Cet atelier est complet. Aucune autre inscription ne sera acceptée.

À la suite de cet atelier, le participant connaîtra l’état de la recherche portant sur le facteur le plus explicatif de l’efficacité thérapeutique : le psychothérapeute. L’atelier présentera aussi les implications qui découlent de la recherche et qui sont susceptibles d’améliorer sa pratique. L’atelier aura pour objectif d’apprendre à connaître : les facteurs expliquant que la variabilité des résultats obtenus avec des patients est davantage liée aux différences entre les psychothérapeutes qu’aux techniques et aux traitements utilisés; ce qui distingue un psychothérapeute efficace d’un thérapeute moins efficace; les moments et les situations difficiles dans toute psychothérapie qui posent problème à la majorité des psychothérapeutes; les effets négatifs en psychothérapie qui sont liés au psychothérapeute; des pistes et des instruments pour améliorer sa pratique et son efficacité.

Le formateur

Dr Lecomte est professeur en psychologie clinique à l’Université de Montréal et aussi professeur associé à l’Université du Québec à Montréal et à l’université Paris 8. Ses principales recherches portent sur les facteurs explicatifs de l’efficacité thérapeutique et sur la formation et la supervision clinique. Il est l’auteur de plusieurs publications. Superviseur clinique en milieux hospitalier et carcéral ainsi que dans les centres jeunesse, il est par ailleurs formateur à la supervision clinique.

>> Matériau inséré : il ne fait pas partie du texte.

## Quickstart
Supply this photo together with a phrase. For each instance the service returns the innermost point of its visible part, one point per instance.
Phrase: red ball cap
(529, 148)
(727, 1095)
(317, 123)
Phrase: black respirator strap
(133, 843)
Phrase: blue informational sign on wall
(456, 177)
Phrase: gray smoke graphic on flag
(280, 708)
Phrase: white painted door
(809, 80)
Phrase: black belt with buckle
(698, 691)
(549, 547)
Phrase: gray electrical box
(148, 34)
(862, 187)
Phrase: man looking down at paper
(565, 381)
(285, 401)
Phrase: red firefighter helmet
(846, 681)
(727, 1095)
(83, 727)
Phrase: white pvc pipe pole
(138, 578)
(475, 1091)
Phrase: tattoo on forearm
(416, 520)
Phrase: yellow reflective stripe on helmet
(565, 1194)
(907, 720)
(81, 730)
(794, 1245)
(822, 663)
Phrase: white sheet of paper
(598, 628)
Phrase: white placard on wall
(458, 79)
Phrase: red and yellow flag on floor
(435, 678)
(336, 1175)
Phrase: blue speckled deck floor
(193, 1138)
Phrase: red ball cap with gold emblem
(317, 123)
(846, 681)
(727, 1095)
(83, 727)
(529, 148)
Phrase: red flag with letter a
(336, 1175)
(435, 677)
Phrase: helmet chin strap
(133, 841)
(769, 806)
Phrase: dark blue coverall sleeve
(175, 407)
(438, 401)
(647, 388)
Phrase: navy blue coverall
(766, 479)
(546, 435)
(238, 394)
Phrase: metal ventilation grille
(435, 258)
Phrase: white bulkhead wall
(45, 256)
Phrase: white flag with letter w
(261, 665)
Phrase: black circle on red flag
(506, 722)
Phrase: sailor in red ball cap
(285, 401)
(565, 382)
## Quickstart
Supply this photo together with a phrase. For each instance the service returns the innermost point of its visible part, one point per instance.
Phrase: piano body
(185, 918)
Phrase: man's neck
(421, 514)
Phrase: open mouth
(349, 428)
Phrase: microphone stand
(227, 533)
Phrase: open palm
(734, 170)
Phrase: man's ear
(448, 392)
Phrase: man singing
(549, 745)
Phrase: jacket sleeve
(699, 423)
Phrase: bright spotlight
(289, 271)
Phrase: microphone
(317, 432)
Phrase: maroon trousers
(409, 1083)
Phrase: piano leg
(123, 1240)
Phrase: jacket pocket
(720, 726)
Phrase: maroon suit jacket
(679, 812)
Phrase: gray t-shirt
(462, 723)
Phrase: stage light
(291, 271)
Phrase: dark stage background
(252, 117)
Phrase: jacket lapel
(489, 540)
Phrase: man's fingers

SAM-10 – La thérapie du doute : nouvelle perspective sur le trouble obsessionnel-compulsif
Photo Kieron O'ConnorDr Kieron O'Connor, psychologue

Cet atelier est complet. Aucune autre inscription ne sera acceptée.

L’atelier fera le point sur le développement d’une nouvelle approche pour traiter le trouble obsessionnel-compulsif (TOC) et ses désordres associés. Nos recherches démontrent que le doute obsessionnel est généré par un processus de raisonnement. Ce raisonnement implique un processus nommé « raisonnement inverse » amenant la personne à prioriser les possibilités imaginées au détriment de la réalité. Par exemple, une personne constate que tout est correct, mais elle va accorder la priorité au doute. Plus la personne s’investit dans le doute, plus elle va douter et croire que celui-ci est réel. Ainsi, la personne se dissocie de la réalité. Cette dissociation est un élément-clé pour comprendre la persistance du TOC. La thérapie cognitive cible le doute obsessionnel dès le début du traitement et permet la réduction de l’anxiété, des neutralisations et des croyances obsessionnelles. Les résultats d’un essai clinique démontrent l’efficacité de cette « thérapie du doute » pour tous les sous-types du TOC et aussi lorsqu’il y a surinvestissement des idées obsessionnelles.

Le formateur

Dr O’Connor est chercheur titulaire au Centre de recherche Fernand-Seguin de l’Hôpital Louis-H. Lafontaine et au Département de psychiatrie de l’Université de Montréal. Il est aussi professeur associé au Département de psychoéducation et de psychologie de l’Université du Québec en Outaouais. Dr O’Connor dirige une équipe multidisciplinaire de recherche sur les aspects cliniques, neurobéhavioraux et psychosociaux des troubles impulsifs et compulsifs.